# west vs east?



## Bones (Feb 24, 2008)

chall91 said:


> are there any resorts on the east that come close to any of them out west?


Close in what regard? 

Obviously, not in terms of vertical and powder.....


----------



## Guest (Nov 16, 2008)

Oranges and apples. That being said, I've had big fun on both sides.


----------



## Bones (Feb 24, 2008)

davis said:


> Oranges and apples. That being said, I've had big fun on both sides.


Exactly....I live in the east so I ride a lot here. It is what it is....good times can be had on both coasts. If the question is about conditions, well it's hard for the East to compete. If it's not about that, what is the question about...nightlife, scenery?


----------



## Guest (Nov 16, 2008)

i was just wondering really because my family wants to go on vacation and i wanted to see if we didnt have to go out west and just stay on east coast. i think some places in vermont would be sufficient enough for us. but out west seems much better i guess


----------



## Suburban Blend (Feb 23, 2008)

Any mountain in the East with over 2000 vertical ranks. Stowe, Sugar Bush, Whiteface, etc...

Note: Classics like Squaw Valley only have 2, 850 _vertical_ feet


----------



## Guest (Nov 16, 2008)

The only resort that I would travel to in the east coast is Jay Peak, TV, that's of course considering I live in Florida. It all comes down to the decision of how much cash you have to blow out in a trip, this year I want to make it out to Utah, never been there. 

But ummmmmm yeah, WEST all the way!!!! no questions asked.


----------



## Bones (Feb 24, 2008)

chall91 said:


> i was just wondering really because my family wants to go on vacation and i wanted to see if we didnt have to go out west and just stay on east coast. i think some places in vermont would be sufficient enough for us. but out west seems much better i guess


Ahh...I get it...save the airfare and spend it on the resort.

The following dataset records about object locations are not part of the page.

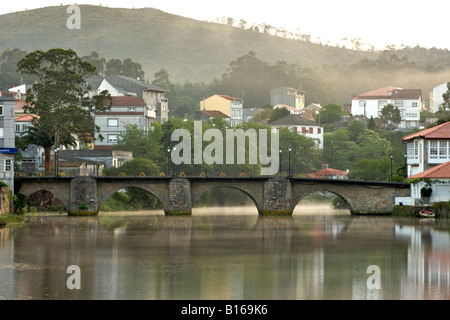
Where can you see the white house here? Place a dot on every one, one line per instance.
(328, 173)
(7, 141)
(231, 106)
(124, 110)
(297, 123)
(427, 148)
(408, 101)
(439, 181)
(288, 108)
(100, 84)
(436, 96)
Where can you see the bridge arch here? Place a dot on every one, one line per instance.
(300, 192)
(199, 189)
(297, 201)
(106, 192)
(57, 192)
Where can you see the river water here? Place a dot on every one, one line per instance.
(225, 254)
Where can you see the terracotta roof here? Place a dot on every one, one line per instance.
(441, 131)
(119, 113)
(407, 94)
(294, 119)
(19, 104)
(287, 107)
(327, 172)
(25, 118)
(440, 171)
(229, 97)
(381, 92)
(214, 113)
(127, 101)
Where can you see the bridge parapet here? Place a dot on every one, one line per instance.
(271, 195)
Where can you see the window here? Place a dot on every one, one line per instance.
(442, 149)
(112, 138)
(398, 103)
(433, 149)
(113, 122)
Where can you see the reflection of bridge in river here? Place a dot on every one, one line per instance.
(271, 196)
(238, 257)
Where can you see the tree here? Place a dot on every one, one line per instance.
(331, 113)
(59, 98)
(446, 96)
(278, 113)
(390, 114)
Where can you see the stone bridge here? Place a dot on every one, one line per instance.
(271, 195)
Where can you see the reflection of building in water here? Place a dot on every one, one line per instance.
(428, 264)
(6, 264)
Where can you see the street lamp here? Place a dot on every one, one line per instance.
(391, 166)
(290, 149)
(280, 163)
(406, 165)
(174, 165)
(168, 158)
(56, 160)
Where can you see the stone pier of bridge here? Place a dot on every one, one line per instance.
(84, 195)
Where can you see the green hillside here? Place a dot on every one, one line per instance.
(187, 48)
(201, 51)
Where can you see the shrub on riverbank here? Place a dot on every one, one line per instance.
(442, 209)
(405, 211)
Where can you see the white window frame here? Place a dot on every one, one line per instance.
(116, 120)
(112, 138)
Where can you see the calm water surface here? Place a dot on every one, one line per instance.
(217, 254)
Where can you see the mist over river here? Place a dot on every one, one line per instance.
(225, 253)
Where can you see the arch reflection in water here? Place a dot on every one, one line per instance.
(218, 256)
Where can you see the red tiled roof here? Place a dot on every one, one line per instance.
(407, 94)
(19, 104)
(26, 118)
(287, 107)
(228, 97)
(327, 172)
(440, 171)
(127, 101)
(119, 113)
(441, 131)
(381, 92)
(214, 113)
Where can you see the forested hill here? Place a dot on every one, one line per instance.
(187, 48)
(201, 51)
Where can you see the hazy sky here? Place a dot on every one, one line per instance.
(378, 22)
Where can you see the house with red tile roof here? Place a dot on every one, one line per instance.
(408, 101)
(301, 125)
(288, 108)
(427, 148)
(230, 106)
(124, 110)
(328, 173)
(438, 178)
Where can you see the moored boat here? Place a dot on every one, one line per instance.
(426, 214)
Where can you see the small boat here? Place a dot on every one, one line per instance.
(426, 214)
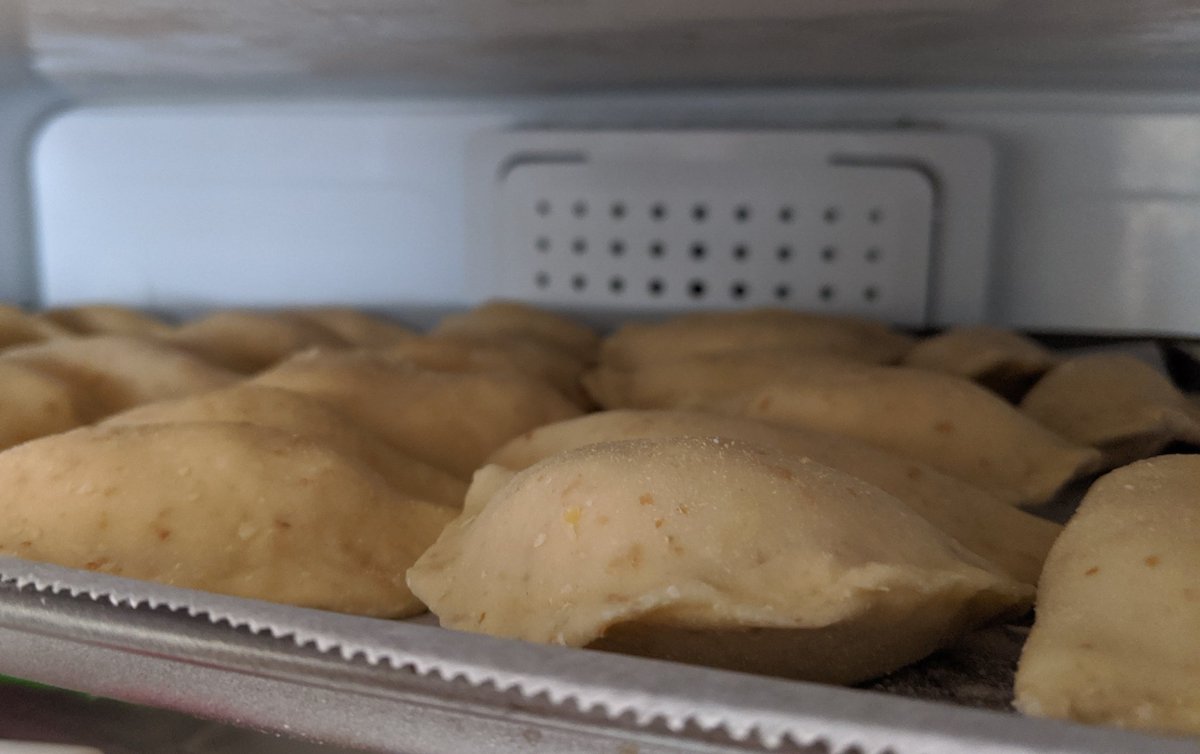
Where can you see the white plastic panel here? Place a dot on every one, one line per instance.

Lots of mention here for Jay Peak, Killington, Placid. Also consider Tremblant and Mont Ste. Anne near Quebec City. Tremblant's owned by Interwest and is built to look like Whistler....great village, bars, restaurants, shops, 2000+ vertical, etc. Of course, if Canada means flying for you, then go west.


----------



## Guest (Nov 26, 2008)

You can get flights to Tremblant from NYC now. Otherwise iT's less than a 2hr drive from Montreal and there are several shuttles a day. It's expensive staying in the vilage though!
Stowe is amazing! Huge mountain(s), great runs, friendly locals, great town(!), varied accom options......expensive lift passes! There has to be a downside!
Quebec offers somthing that no western resort can offer - different culture! OK, you could argue that Utah has a Mormon culture, but really it's all pretty similar. The further east and north you go from Montreal,the more French it gets. Mont-Sainte-Anne and Le Massif are two (both within 45min of Quebec City) that get great reviews. Just be aware it can get fekkin cold!! Quebec City is probably the most beautifully preserved historic city in North America. Makes for a good non-boarding day.


----------